Plaintes des associations « La Voix de l'Enfant » et « Face à l’inceste »
En juin 2007, l'enquête de l'ARH (agence régionale de l’hospitalisation) aboutit à la fermeture des services chirurgicaux et obstétriques de Quimperlé. Le Scouarnec prend un poste à Pontivy, également dans la région Bretagne, où le directeur de la clinique apprend sa condamnation. Décision est prise de raccourcir son contrat à une semaine. Puis, en juin 2008, Le Scouarnec rejoint l'hôpital de Jonzac (Charente-Maritime), où il informe la directrice d'une procédure judiciaire le concernant. Elle en fait fi. Le Scouarnec y travaillera jusqu'en 2017.
« Combien de personnes savaient qu'il était pédophile et l'ont laissé exercer au contact de mineurs ? », s'insurge une victime, sous anonymat. « Ils savaient et n'ont rien fait.
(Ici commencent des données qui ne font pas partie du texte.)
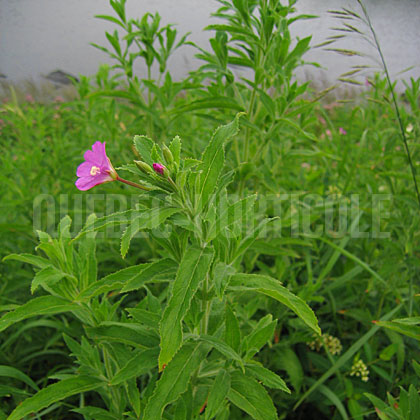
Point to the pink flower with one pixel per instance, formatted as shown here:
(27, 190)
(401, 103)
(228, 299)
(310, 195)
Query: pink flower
(97, 168)
(159, 168)
(29, 98)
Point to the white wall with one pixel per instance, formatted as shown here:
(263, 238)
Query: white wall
(39, 36)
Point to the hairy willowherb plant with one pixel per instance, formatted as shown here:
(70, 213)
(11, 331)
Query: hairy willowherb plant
(353, 23)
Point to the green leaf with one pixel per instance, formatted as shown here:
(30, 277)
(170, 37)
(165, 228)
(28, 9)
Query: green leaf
(138, 365)
(175, 379)
(272, 287)
(53, 393)
(218, 393)
(47, 277)
(222, 347)
(232, 330)
(345, 357)
(95, 413)
(124, 332)
(43, 305)
(119, 218)
(213, 160)
(192, 270)
(130, 278)
(11, 372)
(221, 276)
(333, 397)
(266, 376)
(162, 270)
(149, 219)
(29, 259)
(287, 360)
(248, 395)
(259, 336)
(355, 409)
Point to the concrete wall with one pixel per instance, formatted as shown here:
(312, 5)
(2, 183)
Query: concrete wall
(39, 36)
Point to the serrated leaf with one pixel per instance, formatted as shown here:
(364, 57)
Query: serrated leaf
(149, 219)
(232, 330)
(53, 393)
(29, 259)
(267, 377)
(175, 379)
(138, 365)
(162, 270)
(213, 160)
(11, 372)
(119, 218)
(250, 396)
(43, 305)
(260, 335)
(192, 270)
(123, 332)
(218, 393)
(221, 276)
(129, 278)
(95, 413)
(222, 347)
(47, 277)
(272, 287)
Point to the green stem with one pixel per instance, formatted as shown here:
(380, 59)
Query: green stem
(133, 184)
(108, 369)
(394, 100)
(205, 306)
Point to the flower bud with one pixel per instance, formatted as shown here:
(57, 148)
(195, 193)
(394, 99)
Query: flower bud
(167, 154)
(160, 169)
(144, 167)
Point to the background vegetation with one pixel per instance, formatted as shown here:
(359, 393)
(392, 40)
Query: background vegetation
(328, 154)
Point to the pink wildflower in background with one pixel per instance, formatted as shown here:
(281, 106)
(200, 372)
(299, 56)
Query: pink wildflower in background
(29, 98)
(97, 168)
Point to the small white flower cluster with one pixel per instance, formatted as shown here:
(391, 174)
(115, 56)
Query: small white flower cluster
(360, 369)
(333, 344)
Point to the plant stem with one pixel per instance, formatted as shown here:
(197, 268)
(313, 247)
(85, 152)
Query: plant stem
(394, 100)
(206, 306)
(114, 396)
(133, 184)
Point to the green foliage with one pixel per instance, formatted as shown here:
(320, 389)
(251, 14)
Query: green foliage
(205, 295)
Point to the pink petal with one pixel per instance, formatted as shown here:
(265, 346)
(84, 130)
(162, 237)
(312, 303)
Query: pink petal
(84, 169)
(87, 182)
(97, 155)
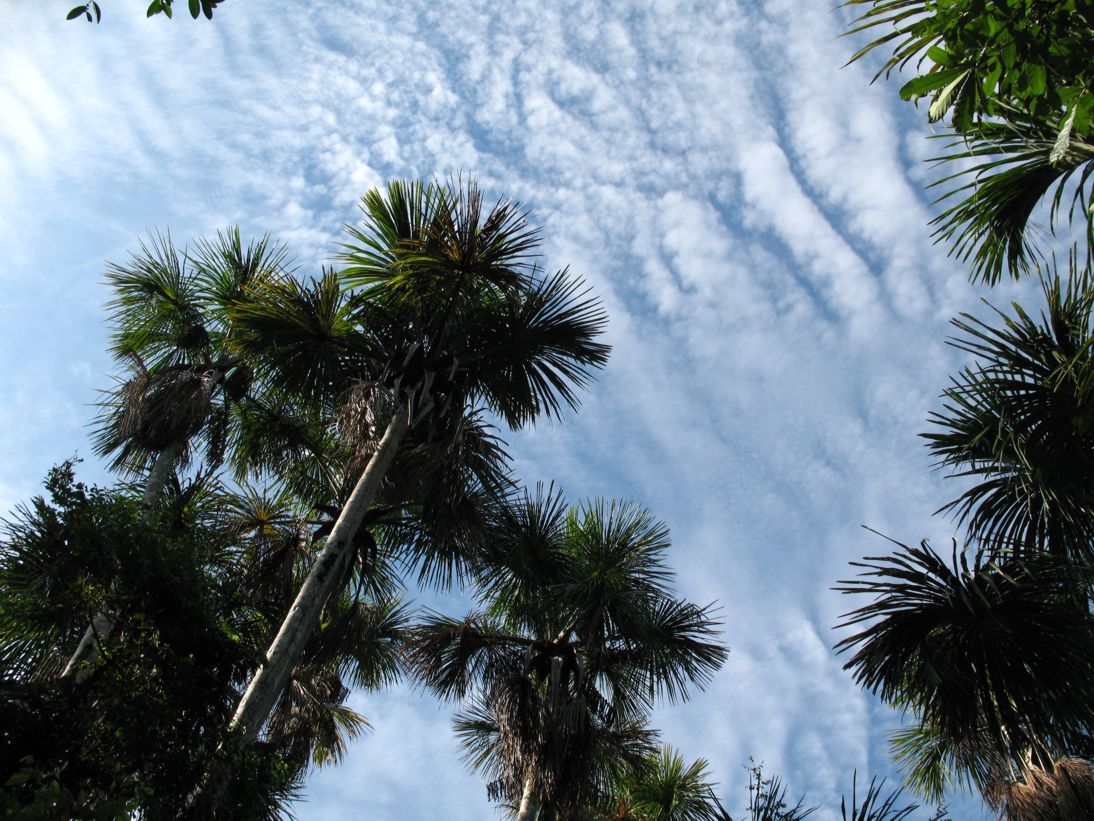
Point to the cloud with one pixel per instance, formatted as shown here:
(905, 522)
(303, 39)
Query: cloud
(752, 215)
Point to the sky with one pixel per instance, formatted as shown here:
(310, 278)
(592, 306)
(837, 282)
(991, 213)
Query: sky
(752, 212)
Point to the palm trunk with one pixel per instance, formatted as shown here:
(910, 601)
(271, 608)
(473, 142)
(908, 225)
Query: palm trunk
(284, 652)
(530, 804)
(102, 625)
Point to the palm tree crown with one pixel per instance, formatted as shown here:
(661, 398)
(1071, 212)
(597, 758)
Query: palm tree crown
(577, 637)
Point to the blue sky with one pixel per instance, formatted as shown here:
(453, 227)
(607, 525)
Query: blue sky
(752, 214)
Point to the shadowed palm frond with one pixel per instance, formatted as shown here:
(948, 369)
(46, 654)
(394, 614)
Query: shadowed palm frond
(996, 649)
(1065, 789)
(1021, 420)
(535, 348)
(1016, 166)
(451, 658)
(874, 806)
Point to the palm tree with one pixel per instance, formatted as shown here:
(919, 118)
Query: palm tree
(667, 789)
(449, 315)
(1015, 79)
(578, 636)
(170, 328)
(994, 657)
(1021, 421)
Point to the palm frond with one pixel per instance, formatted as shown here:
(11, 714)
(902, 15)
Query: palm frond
(994, 648)
(1021, 420)
(533, 349)
(1015, 166)
(452, 657)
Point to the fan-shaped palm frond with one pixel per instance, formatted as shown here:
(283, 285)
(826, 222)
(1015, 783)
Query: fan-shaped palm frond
(666, 788)
(533, 348)
(1021, 420)
(580, 634)
(1000, 650)
(303, 337)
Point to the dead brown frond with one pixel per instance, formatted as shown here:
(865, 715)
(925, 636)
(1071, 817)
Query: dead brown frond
(1063, 793)
(361, 419)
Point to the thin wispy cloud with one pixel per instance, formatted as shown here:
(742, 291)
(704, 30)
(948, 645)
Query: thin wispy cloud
(752, 215)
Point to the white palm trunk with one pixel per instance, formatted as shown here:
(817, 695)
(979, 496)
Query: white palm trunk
(530, 804)
(102, 625)
(270, 680)
(288, 646)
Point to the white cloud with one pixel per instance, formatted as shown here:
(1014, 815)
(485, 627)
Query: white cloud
(752, 215)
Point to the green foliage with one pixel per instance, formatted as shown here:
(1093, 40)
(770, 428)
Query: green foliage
(666, 788)
(134, 736)
(1015, 79)
(1020, 421)
(578, 637)
(194, 593)
(986, 59)
(994, 657)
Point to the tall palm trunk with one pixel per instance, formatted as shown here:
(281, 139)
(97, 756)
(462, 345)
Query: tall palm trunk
(288, 646)
(530, 804)
(102, 625)
(284, 652)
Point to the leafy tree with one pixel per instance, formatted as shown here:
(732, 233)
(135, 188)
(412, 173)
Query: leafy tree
(197, 589)
(578, 636)
(130, 737)
(1015, 78)
(994, 657)
(92, 12)
(170, 332)
(1020, 421)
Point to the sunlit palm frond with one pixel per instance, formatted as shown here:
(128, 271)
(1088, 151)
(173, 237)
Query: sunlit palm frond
(934, 763)
(1021, 420)
(910, 36)
(670, 789)
(155, 309)
(1016, 165)
(533, 349)
(224, 269)
(1002, 649)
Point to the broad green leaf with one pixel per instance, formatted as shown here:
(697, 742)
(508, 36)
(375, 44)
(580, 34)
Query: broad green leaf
(1036, 78)
(939, 56)
(920, 87)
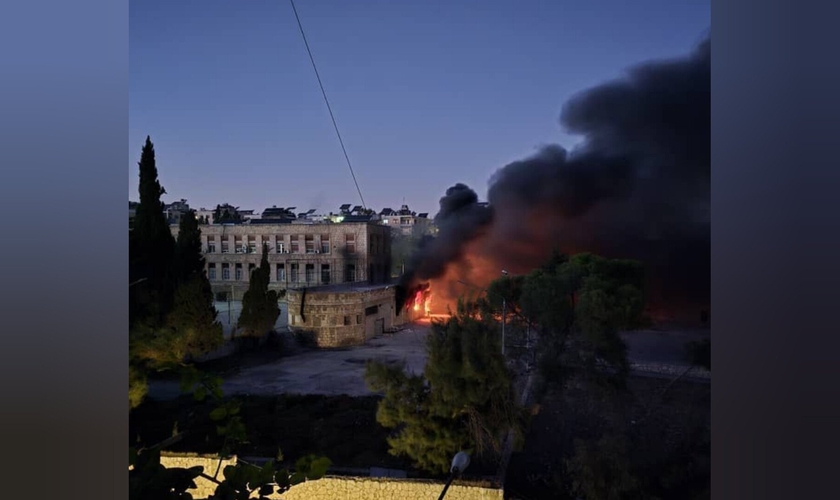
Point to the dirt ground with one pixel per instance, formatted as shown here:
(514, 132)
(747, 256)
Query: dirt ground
(536, 472)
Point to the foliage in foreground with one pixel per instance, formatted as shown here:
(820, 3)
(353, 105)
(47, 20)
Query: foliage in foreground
(171, 314)
(464, 400)
(259, 304)
(149, 480)
(580, 304)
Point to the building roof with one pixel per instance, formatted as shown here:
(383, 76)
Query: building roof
(357, 218)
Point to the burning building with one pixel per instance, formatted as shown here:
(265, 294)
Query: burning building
(638, 186)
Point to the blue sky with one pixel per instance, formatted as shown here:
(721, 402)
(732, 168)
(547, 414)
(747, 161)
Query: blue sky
(426, 93)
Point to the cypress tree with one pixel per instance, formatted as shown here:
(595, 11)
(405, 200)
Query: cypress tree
(259, 304)
(151, 248)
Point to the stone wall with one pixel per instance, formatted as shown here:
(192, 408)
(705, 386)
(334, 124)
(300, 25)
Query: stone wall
(341, 487)
(365, 488)
(204, 487)
(371, 257)
(341, 316)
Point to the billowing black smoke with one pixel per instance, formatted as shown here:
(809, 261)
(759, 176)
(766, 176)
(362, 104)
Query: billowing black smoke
(636, 187)
(460, 220)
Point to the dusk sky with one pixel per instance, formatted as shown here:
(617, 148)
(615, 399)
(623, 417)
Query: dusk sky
(426, 93)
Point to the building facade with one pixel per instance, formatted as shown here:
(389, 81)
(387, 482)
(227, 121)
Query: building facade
(300, 255)
(344, 315)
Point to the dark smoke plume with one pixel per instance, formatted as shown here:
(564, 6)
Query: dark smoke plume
(460, 220)
(636, 187)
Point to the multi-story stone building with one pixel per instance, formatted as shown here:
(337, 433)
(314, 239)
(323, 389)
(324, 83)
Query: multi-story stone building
(300, 255)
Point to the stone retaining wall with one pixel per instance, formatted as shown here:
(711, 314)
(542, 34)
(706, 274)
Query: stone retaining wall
(341, 487)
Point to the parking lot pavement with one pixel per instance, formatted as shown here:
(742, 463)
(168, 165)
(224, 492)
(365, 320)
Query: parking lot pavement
(341, 371)
(328, 372)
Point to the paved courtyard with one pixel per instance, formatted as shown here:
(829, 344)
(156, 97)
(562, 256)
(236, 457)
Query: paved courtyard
(328, 372)
(341, 371)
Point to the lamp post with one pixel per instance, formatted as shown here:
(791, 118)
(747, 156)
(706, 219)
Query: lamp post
(459, 462)
(504, 308)
(504, 317)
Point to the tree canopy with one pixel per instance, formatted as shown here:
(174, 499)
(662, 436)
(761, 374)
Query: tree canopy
(581, 303)
(464, 400)
(172, 317)
(259, 304)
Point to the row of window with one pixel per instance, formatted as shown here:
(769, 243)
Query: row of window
(294, 276)
(310, 246)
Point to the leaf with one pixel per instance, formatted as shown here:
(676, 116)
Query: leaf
(218, 414)
(318, 467)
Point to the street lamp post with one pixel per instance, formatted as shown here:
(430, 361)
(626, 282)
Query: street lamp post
(459, 462)
(504, 317)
Je veux qu'ils soient jugés. » L'association « La Voix de l'Enfant » a déposé une plainte en ce sens, pour « mise en danger d'autrui », a indiqué à l'AFP son avocat Frédéric Benoist, dénonçant « un échec collectif ».
L'association « Face à l'inceste » a également déposé plainte, soulignant « l'inaction » des autorités. Une « enquête préliminaire » est « en cours, contre X, du chef de non-empêchement de crime ou délit contre l'intégrité des personnes », a indiqué le parquet de Lorient. Quelque 30 enfants ont été violés ou agressés sexuellement à Quimperlé par le chirurgien, dont quatre en mai 2007, selon l'enquête.